Annunciato infatti il nuovo accordo lo scorso 2 agosto 2021 e con l’entusiasmo a mille per la nuova firma, qualcosa sembra essersi rotto tra la società campana e l’attaccante natio di Napoli. Il rapporto tra le due parti, infatti, sembrerebbe essersi inclinato improvvisamente, spingendo gli attori in campo a prendere in seria considerazione anche l’ipotesi di una separazione nettamente anticipata rispetto all’iniziale tabella di marcia.
Il declino di tale situazione appare una chiara sorpresa viste anche le dichiarazioni rilasciate al momento della conclusione positiva dell’accordo, che lasciavano presagire tutt’altro futuro da questa collaborazione sportiva: “Sarò un campionato totalmente diverso rispetto allo scorso anno. Speriamo di fare bene così come stavamo facendo fino a quella maledetta partita con il Pomigliano. Disputammo un girone importante, ma poi uscimmo nei play-off immeritatamente. Ora voglio rifarmi, per una piazza bellissima come Frattamaggiore”.
La notizia dell’imminente separazione tra la Frattese e Moccia sembrerebbe essere arrivata velocemente alle orecchie di alcune compagini ancora molto attive sul mercato, in quanto è ancora vivo il desiderio di piazzare qualche colpo a sorpresa all’insaputa delle dirette avversarie per rendere la propria rosa più competitiva rispetto a quelle altrui.

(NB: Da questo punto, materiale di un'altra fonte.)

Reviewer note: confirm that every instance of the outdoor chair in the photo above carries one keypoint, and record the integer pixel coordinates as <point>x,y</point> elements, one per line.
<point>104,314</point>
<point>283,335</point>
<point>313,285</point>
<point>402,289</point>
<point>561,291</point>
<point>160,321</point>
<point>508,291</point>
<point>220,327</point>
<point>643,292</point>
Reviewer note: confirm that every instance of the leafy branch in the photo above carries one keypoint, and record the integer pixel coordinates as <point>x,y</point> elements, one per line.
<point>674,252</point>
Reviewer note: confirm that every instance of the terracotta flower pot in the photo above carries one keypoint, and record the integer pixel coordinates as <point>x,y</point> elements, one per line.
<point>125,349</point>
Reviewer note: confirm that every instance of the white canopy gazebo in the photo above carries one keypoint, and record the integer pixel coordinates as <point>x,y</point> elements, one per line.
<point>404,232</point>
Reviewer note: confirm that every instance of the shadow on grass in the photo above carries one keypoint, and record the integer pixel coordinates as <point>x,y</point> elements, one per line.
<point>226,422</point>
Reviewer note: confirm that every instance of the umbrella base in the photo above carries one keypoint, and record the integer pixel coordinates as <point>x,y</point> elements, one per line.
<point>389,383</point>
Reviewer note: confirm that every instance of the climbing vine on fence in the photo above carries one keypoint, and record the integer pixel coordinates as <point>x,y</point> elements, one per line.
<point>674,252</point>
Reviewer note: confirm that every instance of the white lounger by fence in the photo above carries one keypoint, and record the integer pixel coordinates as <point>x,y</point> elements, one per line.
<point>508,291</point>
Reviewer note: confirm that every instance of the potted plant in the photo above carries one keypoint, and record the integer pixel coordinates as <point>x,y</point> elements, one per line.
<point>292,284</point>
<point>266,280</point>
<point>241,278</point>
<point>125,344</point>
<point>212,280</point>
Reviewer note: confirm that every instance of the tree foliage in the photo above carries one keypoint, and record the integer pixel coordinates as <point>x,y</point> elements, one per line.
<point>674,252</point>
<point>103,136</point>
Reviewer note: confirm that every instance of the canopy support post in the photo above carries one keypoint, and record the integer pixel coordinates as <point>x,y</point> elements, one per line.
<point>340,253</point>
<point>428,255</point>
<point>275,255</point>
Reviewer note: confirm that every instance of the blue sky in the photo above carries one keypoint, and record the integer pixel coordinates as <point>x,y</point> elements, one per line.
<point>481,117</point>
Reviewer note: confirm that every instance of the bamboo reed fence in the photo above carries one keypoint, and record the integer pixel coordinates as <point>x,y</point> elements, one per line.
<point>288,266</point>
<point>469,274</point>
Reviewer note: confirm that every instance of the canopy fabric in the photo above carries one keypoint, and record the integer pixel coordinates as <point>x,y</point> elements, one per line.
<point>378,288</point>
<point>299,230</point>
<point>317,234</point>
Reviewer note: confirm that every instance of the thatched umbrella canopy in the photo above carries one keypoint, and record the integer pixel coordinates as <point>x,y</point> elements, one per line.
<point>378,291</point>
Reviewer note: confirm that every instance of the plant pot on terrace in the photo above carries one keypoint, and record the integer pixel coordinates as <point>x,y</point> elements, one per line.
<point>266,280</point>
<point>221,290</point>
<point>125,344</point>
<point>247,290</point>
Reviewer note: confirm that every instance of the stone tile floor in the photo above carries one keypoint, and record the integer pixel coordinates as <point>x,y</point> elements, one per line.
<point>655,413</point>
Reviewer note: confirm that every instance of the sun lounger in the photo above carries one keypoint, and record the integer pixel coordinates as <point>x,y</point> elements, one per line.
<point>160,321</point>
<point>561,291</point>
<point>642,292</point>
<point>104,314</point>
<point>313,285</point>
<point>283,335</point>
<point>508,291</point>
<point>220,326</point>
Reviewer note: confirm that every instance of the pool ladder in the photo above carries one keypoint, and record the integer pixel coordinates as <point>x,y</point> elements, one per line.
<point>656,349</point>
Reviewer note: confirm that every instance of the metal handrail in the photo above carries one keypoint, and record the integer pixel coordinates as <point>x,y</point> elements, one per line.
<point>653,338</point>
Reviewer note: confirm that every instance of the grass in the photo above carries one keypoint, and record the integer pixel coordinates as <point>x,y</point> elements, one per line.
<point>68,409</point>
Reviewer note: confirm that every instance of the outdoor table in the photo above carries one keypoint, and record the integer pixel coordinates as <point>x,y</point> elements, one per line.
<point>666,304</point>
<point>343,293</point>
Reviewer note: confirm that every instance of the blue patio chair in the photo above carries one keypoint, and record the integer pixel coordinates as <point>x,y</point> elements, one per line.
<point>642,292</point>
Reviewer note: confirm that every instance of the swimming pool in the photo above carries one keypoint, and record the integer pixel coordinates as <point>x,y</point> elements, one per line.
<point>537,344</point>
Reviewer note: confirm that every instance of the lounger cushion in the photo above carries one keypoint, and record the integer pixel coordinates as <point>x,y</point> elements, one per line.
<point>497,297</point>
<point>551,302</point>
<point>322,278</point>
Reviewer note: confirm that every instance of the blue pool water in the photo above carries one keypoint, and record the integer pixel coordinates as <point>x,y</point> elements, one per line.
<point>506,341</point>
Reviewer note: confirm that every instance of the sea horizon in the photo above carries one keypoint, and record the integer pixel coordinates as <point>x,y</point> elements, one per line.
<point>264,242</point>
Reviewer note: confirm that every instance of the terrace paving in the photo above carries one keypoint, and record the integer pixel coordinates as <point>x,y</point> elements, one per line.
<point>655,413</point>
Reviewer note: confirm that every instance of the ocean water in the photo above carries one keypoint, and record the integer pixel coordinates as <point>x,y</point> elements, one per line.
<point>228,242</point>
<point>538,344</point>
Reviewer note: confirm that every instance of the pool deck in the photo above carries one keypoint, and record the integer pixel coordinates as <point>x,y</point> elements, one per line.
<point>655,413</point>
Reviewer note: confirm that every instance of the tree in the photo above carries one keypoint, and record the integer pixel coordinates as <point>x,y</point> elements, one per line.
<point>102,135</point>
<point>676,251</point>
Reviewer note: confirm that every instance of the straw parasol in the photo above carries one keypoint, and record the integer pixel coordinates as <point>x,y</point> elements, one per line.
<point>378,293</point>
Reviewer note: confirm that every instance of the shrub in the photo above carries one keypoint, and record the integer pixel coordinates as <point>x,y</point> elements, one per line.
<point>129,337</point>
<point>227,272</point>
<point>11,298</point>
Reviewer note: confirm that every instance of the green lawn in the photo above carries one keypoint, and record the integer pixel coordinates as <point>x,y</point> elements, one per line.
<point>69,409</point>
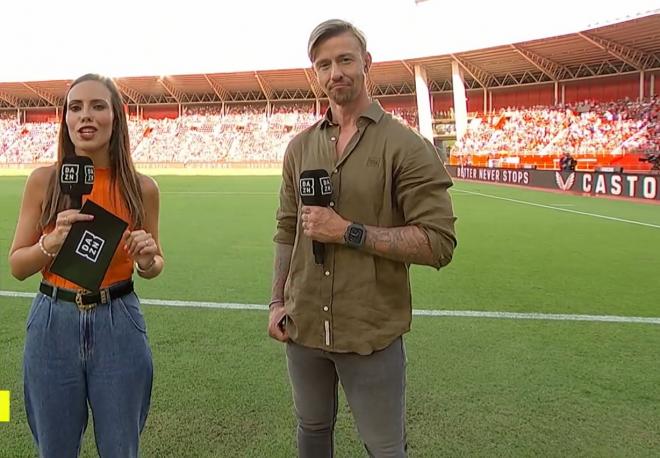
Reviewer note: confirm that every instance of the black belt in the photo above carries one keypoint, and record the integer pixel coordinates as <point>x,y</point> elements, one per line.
<point>86,300</point>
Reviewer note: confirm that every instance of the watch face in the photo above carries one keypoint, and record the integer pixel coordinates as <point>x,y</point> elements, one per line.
<point>355,234</point>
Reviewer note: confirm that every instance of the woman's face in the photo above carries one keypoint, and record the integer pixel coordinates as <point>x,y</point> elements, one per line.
<point>89,118</point>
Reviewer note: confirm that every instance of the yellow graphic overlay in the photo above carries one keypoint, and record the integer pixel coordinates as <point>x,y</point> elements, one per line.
<point>4,406</point>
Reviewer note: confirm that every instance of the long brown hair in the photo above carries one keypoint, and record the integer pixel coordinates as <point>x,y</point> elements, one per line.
<point>122,170</point>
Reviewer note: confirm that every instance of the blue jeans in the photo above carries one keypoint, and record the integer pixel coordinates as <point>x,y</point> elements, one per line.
<point>72,358</point>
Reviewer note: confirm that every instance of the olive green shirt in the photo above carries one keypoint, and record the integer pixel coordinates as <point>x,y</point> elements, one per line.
<point>388,176</point>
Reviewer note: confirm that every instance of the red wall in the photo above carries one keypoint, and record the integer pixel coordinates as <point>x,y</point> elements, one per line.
<point>602,89</point>
<point>47,115</point>
<point>404,101</point>
<point>529,96</point>
<point>160,112</point>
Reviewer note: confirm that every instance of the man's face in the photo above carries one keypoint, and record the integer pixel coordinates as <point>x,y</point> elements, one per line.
<point>341,68</point>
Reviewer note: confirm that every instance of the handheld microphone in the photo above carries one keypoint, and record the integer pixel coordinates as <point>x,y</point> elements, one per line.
<point>76,178</point>
<point>316,190</point>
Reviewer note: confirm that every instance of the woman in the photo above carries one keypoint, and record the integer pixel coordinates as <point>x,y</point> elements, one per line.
<point>96,352</point>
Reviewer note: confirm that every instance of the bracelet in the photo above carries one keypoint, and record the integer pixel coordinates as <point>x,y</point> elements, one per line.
<point>275,301</point>
<point>142,271</point>
<point>43,249</point>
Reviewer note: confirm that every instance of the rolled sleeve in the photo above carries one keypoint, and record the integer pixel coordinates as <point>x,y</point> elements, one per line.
<point>287,212</point>
<point>422,194</point>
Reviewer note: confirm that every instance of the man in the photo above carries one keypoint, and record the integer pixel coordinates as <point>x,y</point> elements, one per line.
<point>343,319</point>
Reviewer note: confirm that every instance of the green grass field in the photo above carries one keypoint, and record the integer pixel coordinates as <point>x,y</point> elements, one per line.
<point>476,386</point>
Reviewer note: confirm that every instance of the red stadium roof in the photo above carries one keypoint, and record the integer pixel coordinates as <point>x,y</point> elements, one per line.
<point>626,47</point>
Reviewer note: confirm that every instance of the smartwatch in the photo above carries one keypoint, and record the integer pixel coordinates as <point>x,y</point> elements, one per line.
<point>355,235</point>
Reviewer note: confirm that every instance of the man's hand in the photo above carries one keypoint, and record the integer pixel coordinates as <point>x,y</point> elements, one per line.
<point>275,316</point>
<point>323,224</point>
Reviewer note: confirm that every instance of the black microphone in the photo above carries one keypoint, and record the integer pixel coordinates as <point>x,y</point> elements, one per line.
<point>316,190</point>
<point>76,178</point>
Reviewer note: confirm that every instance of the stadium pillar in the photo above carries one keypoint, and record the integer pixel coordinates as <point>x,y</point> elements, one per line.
<point>460,102</point>
<point>485,100</point>
<point>423,103</point>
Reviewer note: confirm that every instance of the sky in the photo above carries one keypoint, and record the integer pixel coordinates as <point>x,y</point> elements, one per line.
<point>43,40</point>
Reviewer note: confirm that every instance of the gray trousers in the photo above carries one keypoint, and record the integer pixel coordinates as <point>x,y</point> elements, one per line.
<point>375,389</point>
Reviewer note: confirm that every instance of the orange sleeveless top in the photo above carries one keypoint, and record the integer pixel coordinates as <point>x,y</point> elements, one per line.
<point>121,266</point>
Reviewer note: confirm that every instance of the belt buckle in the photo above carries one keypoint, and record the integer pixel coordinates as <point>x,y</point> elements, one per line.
<point>83,307</point>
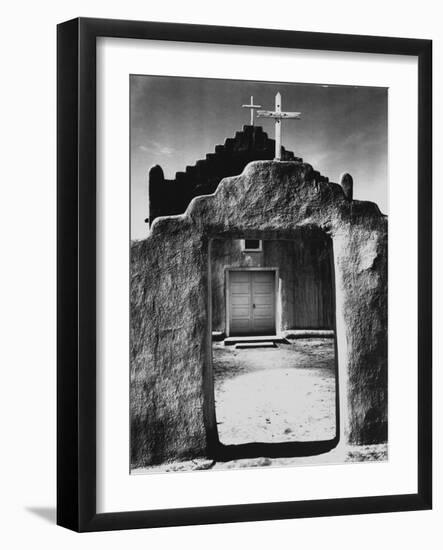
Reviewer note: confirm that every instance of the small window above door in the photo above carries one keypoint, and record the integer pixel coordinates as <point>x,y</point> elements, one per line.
<point>252,245</point>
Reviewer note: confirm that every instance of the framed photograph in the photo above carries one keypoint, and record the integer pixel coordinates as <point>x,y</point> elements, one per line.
<point>244,274</point>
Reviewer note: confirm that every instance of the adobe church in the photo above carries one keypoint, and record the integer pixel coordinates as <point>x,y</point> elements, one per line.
<point>252,241</point>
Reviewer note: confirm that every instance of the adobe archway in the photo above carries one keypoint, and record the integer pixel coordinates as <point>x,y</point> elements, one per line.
<point>172,409</point>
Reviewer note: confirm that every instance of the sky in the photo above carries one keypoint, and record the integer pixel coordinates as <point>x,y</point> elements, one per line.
<point>175,121</point>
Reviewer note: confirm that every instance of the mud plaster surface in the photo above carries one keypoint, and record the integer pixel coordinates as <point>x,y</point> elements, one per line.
<point>275,395</point>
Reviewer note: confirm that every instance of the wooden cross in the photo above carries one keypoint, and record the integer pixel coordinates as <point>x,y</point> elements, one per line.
<point>279,116</point>
<point>252,107</point>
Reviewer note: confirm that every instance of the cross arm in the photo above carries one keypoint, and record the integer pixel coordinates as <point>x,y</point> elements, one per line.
<point>276,114</point>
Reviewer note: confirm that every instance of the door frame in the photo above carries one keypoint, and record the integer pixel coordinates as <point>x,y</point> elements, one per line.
<point>277,308</point>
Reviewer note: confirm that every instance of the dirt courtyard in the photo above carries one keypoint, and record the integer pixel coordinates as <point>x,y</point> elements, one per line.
<point>275,395</point>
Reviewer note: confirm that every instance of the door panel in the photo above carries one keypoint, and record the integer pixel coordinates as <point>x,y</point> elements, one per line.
<point>252,302</point>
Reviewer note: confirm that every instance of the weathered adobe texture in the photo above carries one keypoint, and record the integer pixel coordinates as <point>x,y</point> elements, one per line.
<point>169,197</point>
<point>172,403</point>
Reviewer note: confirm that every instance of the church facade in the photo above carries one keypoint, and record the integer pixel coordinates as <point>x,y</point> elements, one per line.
<point>258,286</point>
<point>275,247</point>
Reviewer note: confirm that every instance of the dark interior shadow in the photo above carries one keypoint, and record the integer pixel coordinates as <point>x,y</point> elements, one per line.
<point>46,513</point>
<point>272,450</point>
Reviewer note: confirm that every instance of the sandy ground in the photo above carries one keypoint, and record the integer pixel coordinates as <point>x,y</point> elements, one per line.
<point>363,453</point>
<point>275,395</point>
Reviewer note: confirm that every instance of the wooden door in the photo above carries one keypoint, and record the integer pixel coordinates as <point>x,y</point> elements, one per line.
<point>251,303</point>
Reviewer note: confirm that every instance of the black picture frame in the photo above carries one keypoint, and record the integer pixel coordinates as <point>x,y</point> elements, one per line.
<point>76,294</point>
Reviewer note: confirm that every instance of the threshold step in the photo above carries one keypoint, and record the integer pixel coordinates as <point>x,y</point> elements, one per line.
<point>308,333</point>
<point>254,345</point>
<point>232,340</point>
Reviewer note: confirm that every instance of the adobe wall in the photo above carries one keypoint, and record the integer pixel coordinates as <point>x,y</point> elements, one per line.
<point>172,402</point>
<point>169,197</point>
<point>305,273</point>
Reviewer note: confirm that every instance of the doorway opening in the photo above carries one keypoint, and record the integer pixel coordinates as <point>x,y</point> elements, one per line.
<point>274,359</point>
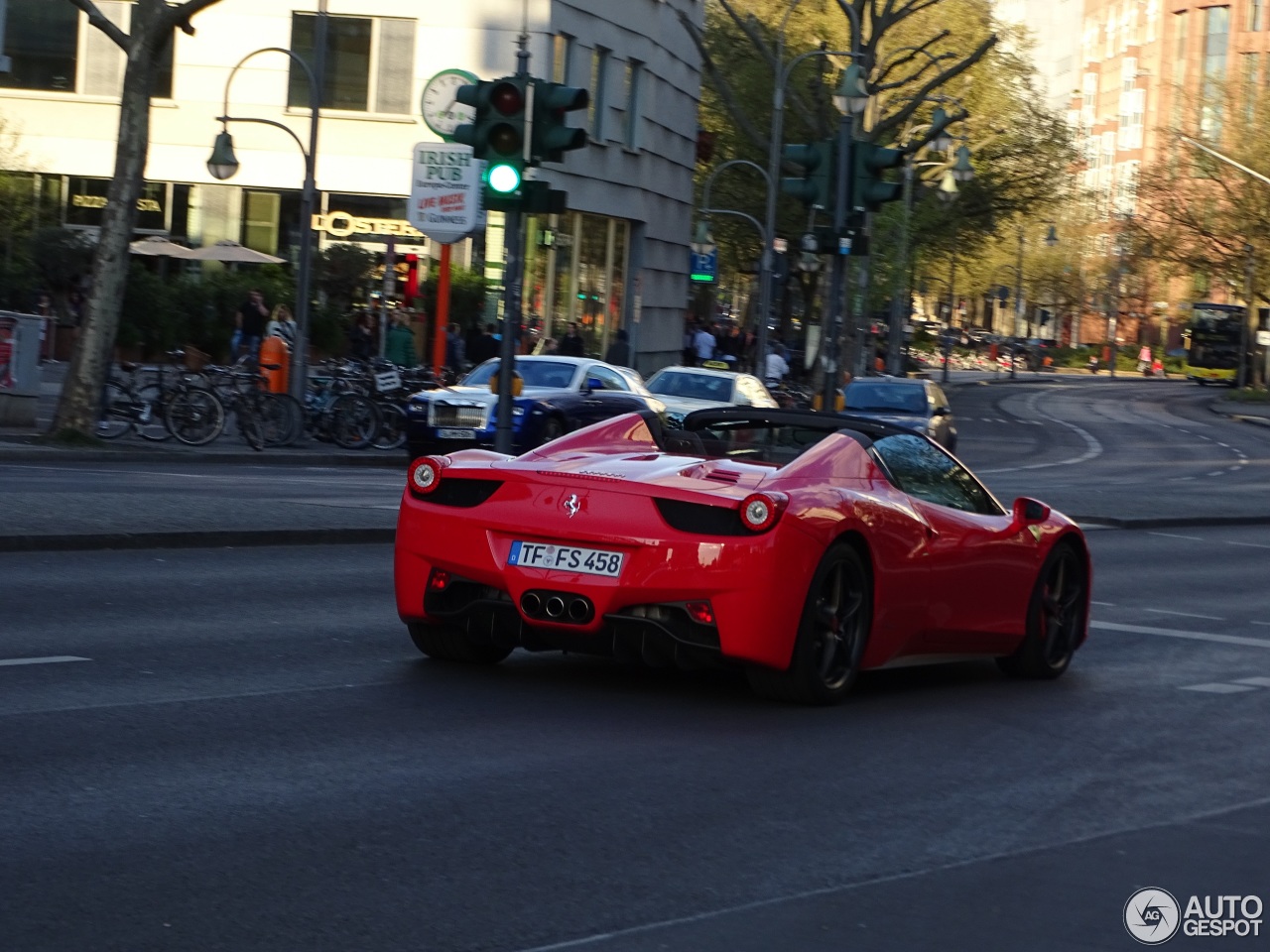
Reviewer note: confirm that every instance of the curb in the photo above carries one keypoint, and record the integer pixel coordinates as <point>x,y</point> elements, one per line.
<point>1170,522</point>
<point>229,538</point>
<point>381,458</point>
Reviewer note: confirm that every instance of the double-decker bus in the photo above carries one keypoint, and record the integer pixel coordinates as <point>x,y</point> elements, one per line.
<point>1213,343</point>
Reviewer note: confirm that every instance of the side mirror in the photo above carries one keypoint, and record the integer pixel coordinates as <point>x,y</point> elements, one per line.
<point>1029,512</point>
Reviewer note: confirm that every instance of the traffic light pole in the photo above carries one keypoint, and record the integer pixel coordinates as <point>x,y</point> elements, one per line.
<point>841,197</point>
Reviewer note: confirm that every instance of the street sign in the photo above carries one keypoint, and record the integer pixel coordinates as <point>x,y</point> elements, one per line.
<point>444,190</point>
<point>703,267</point>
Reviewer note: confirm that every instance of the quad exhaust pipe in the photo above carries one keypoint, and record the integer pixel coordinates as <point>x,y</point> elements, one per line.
<point>563,607</point>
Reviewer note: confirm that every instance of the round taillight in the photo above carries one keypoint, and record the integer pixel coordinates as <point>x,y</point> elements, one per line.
<point>425,475</point>
<point>760,511</point>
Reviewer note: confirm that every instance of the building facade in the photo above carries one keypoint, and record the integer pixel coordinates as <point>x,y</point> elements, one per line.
<point>617,259</point>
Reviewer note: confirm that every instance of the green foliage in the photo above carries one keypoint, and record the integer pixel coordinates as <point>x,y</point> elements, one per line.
<point>341,272</point>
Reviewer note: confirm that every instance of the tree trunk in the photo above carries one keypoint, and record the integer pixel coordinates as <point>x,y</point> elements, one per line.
<point>80,404</point>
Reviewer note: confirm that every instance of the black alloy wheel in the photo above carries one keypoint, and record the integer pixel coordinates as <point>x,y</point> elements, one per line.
<point>832,635</point>
<point>448,645</point>
<point>1057,615</point>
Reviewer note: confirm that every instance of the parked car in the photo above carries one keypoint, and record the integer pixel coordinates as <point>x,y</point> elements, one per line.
<point>558,395</point>
<point>799,547</point>
<point>688,389</point>
<point>915,404</point>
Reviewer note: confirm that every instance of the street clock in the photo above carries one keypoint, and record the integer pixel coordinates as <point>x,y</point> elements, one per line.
<point>441,112</point>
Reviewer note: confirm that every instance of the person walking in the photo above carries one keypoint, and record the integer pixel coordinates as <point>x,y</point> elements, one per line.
<point>456,349</point>
<point>571,344</point>
<point>620,350</point>
<point>703,344</point>
<point>399,344</point>
<point>361,338</point>
<point>250,321</point>
<point>284,325</point>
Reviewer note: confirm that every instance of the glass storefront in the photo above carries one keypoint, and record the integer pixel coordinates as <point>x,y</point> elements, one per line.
<point>575,271</point>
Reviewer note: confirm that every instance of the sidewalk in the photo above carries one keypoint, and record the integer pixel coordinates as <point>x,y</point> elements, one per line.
<point>21,444</point>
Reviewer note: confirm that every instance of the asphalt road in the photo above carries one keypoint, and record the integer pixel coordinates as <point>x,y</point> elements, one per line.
<point>252,757</point>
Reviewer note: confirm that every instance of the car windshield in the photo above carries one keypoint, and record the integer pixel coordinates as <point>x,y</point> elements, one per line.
<point>887,398</point>
<point>695,386</point>
<point>536,373</point>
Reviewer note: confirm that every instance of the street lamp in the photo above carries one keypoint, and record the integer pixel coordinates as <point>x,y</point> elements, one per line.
<point>222,164</point>
<point>853,94</point>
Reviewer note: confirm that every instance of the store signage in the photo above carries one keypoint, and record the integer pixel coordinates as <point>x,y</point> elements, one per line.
<point>444,190</point>
<point>344,225</point>
<point>144,204</point>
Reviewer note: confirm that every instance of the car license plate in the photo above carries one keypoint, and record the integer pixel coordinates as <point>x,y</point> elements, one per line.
<point>570,558</point>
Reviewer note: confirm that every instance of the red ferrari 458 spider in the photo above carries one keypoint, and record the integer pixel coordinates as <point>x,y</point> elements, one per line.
<point>802,547</point>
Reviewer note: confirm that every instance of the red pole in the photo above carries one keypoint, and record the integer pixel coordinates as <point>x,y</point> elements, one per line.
<point>439,339</point>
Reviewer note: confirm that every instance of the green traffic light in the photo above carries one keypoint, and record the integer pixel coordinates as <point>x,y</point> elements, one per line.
<point>504,179</point>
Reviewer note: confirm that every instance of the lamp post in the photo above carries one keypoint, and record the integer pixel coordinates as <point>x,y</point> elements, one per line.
<point>223,164</point>
<point>774,159</point>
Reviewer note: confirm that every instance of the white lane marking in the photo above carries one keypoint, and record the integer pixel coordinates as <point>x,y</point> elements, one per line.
<point>1187,615</point>
<point>847,888</point>
<point>51,658</point>
<point>1176,634</point>
<point>1219,688</point>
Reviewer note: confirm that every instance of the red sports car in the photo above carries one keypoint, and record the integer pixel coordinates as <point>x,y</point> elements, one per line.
<point>802,547</point>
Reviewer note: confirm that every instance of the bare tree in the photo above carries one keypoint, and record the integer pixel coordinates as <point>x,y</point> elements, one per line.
<point>154,26</point>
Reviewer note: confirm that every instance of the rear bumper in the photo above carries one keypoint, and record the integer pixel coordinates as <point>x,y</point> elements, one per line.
<point>756,585</point>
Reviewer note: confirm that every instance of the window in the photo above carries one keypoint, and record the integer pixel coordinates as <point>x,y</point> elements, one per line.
<point>598,71</point>
<point>54,49</point>
<point>922,470</point>
<point>370,63</point>
<point>562,49</point>
<point>634,73</point>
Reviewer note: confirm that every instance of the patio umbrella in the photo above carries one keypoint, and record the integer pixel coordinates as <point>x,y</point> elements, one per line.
<point>232,253</point>
<point>159,246</point>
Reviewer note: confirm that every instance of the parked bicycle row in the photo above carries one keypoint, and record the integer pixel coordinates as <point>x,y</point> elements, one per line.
<point>352,404</point>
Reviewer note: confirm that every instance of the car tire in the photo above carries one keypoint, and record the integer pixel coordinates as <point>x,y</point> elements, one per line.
<point>1057,615</point>
<point>448,645</point>
<point>553,429</point>
<point>832,634</point>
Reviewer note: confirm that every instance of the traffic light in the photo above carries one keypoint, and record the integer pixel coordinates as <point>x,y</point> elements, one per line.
<point>553,137</point>
<point>498,134</point>
<point>870,191</point>
<point>815,186</point>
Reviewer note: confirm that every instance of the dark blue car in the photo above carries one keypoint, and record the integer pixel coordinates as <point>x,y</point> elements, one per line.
<point>559,394</point>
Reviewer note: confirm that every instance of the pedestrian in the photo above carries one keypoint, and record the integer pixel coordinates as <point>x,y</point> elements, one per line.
<point>399,344</point>
<point>571,344</point>
<point>776,367</point>
<point>284,325</point>
<point>620,350</point>
<point>250,321</point>
<point>703,345</point>
<point>361,338</point>
<point>485,347</point>
<point>456,349</point>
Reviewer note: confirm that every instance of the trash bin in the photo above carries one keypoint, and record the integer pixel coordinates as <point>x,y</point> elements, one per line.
<point>19,368</point>
<point>275,350</point>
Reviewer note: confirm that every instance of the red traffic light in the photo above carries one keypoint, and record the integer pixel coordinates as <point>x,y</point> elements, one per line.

Non è di certo una novità l’interesse da parte delle formazioni campane per Salvatore Moccia. La sua intelligenza tattica ha sempre attirato il piacere di vari allenatori e direttori sportivi, consapevoli di puntare su un giocatore non solo abile nel classico movimento sul fondo dell’ala d’attacco tradizionale, ma anche in grado di prendere in controtempo gli avversari muovendosi maggiormente verso il centro del campo e riuscendo così a posizionarsi perfettamente per lanciare i propri compagni in porta. Il suo sacrificio e la sua dedizione al gioco di squadra completano il quadro di un atleta che come primo obiettivo si pone quello di giocare pienamente per la squadra al fine di raggiungere la vittoria al triplice fischio finale. Questa sua filosofia lo spinge, nella maggior parte dei casi, a vestire maggiormente i panni dell’assistman e non quelli del goleador, conscio del fatto che permettere ai propri compagni di essere in posizione perfetta per concludere a rete – ovviamente nel caso in cui venga sfruttata l’assistenza – vale quanto l’aver siglato un vero e proprio gol.
È con questo spirito di gioco e con questo credo calcistico che il giovane Moccia ha avuto la possibilità di gestire già diverse maglie nonostante i soli 24 anni (già compiuti). Cresciuto nei settori giovanili di Parma, Latina e Bari, il talento di Moccia viene notato sin dai 17 anni, periodo in cui debuttò in Serie D con il Fondi. Passato brevemente per Frattese e Marcianise, l’attaccante si dividerà nella stagione successiva tra Catanzaro – che gli è valsa anche la prima presenza tra i professionisti – e Bisceglie – con il quale ottenne a fine anno la promozione in C.
Le sue caratteristiche naturali hanno attirato con il tempo estimatori anche da oltre lo stivale, con il breve periodo passato nella Premier League maltese tra le fila del Senglea Athletic FC. Il richiamo dello Stivale tricolore sarà tuttavia troppo forte e l’attaccante napoletano ritornerà così in Italia poco dopo, dove militerà successivamente con le casacche di Sibilla Bacoli, Gladiator, San Giorgio, Real Forio e in ultimo nuovamente la Frattese.
Già in passato, dunque, conteso sul mercato, oggi Moccia torna ad essere nuovamente preda di chi è alla ricerca di un valido elemento per rinforzare il proprio attacco. Il tempo potrà essere un fattore a vantaggio del giovane atleta nei prossimi giorni, perché potrebbe spingere i club interessati a gettarsi con decisione con pronta la propria offerta. Le squadre interessate si muoveranno ed il telefono suonerà, queste sono le uniche certezza in attesa di scoprire quale e dove sarà il futuro di Salvatore Moccia dopo la rottura insanabile con la Frattese.